La Côte d’Ivoire devient premier producteur mondial de Cajou

La Côte d’Ivoire occupe désormais le premier rang mondial de producteur de la noix de cajou ou anacarde en 2016, dépassant l’Inde, a annoncé lundi un responsable ivoirien de la filière, à l’ouverture de la campagne de commercialisation.
« A la surprise générale, la Côte d’Ivoire est devenue premier producteur mondial de noix de cajou brut avec 25% de part de marché », a affirmé à l’AFP Malamine Sanogo, le directeur du Conseil coton-anacarde (CCA), qui gère la filière.
Sur une production mondiale attendue de 2,9 millions de tonnes, le pays, jusque-là deuxième producteur mondial, va réaliser une récolte de 725.000 t, dépassant ainsi l’Inde (650.000 t, 22% de la production mondiale) et le Vietnam (325.000 t, 11%).
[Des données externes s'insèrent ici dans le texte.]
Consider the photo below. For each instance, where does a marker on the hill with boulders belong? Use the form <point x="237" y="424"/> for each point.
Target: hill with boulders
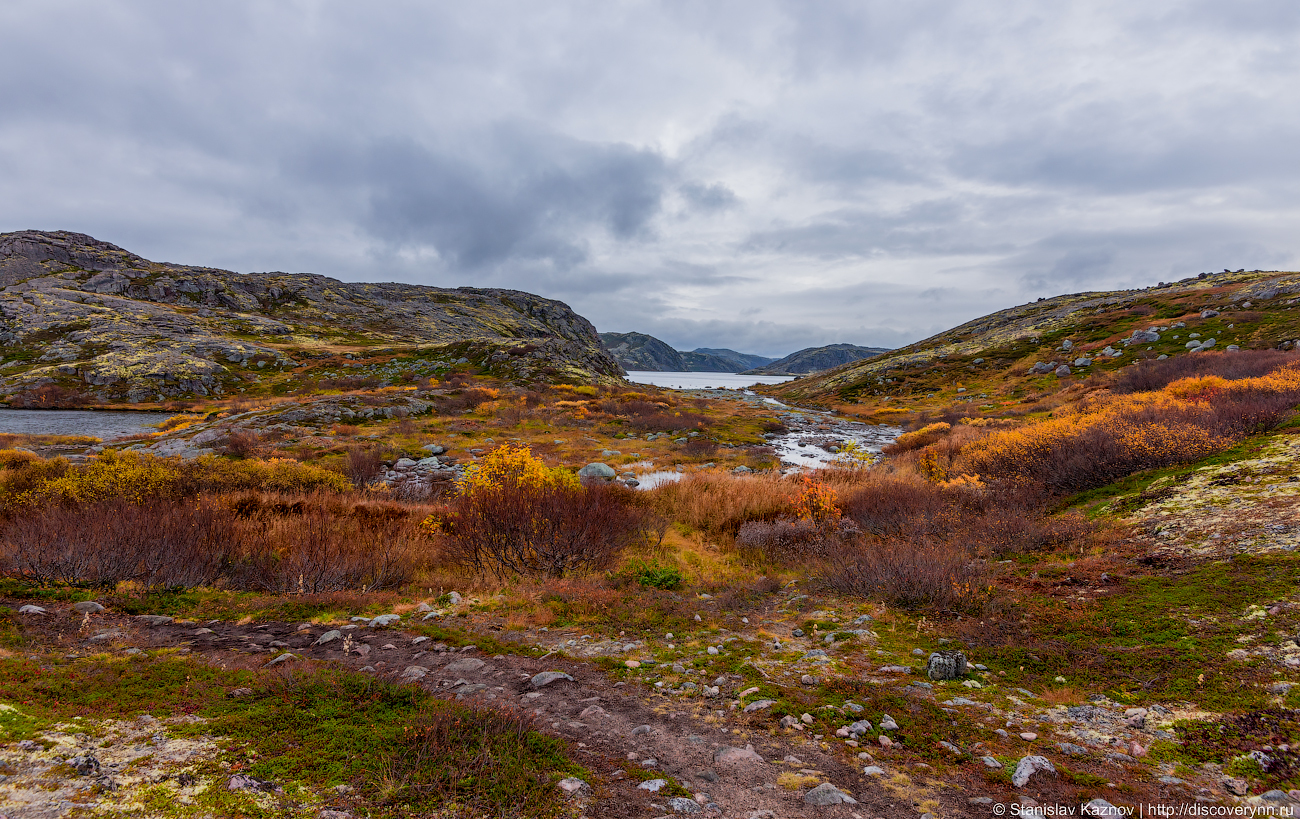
<point x="1015" y="355"/>
<point x="83" y="317"/>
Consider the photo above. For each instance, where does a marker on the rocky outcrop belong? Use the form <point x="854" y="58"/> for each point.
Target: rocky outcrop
<point x="817" y="359"/>
<point x="90" y="316"/>
<point x="641" y="351"/>
<point x="1093" y="319"/>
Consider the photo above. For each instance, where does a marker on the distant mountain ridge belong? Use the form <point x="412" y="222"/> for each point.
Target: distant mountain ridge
<point x="817" y="359"/>
<point x="744" y="360"/>
<point x="646" y="352"/>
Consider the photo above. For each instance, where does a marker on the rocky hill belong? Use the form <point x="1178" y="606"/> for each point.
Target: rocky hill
<point x="1018" y="354"/>
<point x="646" y="352"/>
<point x="91" y="319"/>
<point x="815" y="359"/>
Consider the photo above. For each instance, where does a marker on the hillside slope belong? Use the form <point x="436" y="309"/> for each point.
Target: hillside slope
<point x="1017" y="354"/>
<point x="90" y="316"/>
<point x="815" y="359"/>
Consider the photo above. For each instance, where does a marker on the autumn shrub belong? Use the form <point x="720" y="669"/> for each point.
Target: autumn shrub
<point x="515" y="516"/>
<point x="913" y="573"/>
<point x="1106" y="438"/>
<point x="1156" y="375"/>
<point x="918" y="438"/>
<point x="109" y="541"/>
<point x="887" y="505"/>
<point x="519" y="529"/>
<point x="219" y="475"/>
<point x="781" y="542"/>
<point x="668" y="421"/>
<point x="719" y="503"/>
<point x="242" y="542"/>
<point x="363" y="464"/>
<point x="319" y="550"/>
<point x="701" y="447"/>
<point x="486" y="761"/>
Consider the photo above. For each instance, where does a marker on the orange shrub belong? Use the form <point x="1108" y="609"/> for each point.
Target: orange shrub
<point x="1109" y="437"/>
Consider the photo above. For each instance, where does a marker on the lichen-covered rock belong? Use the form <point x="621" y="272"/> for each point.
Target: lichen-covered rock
<point x="947" y="666"/>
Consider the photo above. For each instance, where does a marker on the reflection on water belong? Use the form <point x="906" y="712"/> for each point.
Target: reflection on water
<point x="105" y="425"/>
<point x="702" y="381"/>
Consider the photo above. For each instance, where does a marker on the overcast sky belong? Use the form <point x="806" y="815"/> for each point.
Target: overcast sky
<point x="758" y="174"/>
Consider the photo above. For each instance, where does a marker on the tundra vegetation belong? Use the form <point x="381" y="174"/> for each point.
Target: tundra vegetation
<point x="1116" y="559"/>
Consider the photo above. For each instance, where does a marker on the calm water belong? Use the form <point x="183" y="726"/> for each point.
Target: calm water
<point x="701" y="381"/>
<point x="105" y="425"/>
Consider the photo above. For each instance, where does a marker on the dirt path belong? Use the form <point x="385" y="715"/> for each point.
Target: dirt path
<point x="614" y="726"/>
« On se fixe comme objectif d’atteindre un million de tonnes d’ici 2020, pourvu que le prix soit incitatif et bon », s’est félicité M. Sanogo. Le prix d’achat aux paysans a été fixé à 350 F CFA (0,53 euro) le kilogramme en 2016 contre 275 FCFA (0,41 euro) lors de la précédente campagne.
En 2015, la filière avait réalisé une production record de plus de 702.000 tonnes contre 564.780 tonnes en 2014, résultat d’une réforme garantissant un prix d’achat aux cultivateurs de noix de cajou, comme c’est déjà le cas pour le cacao dont le pays est également le premier producteur mondial.
La noix de cajou produit de l’amande utilisée en cuisine et dans les produits cosmétiques. La coque de la noix brute contient un liquide utilisé comme fluide pour les systèmes de freinage des avions.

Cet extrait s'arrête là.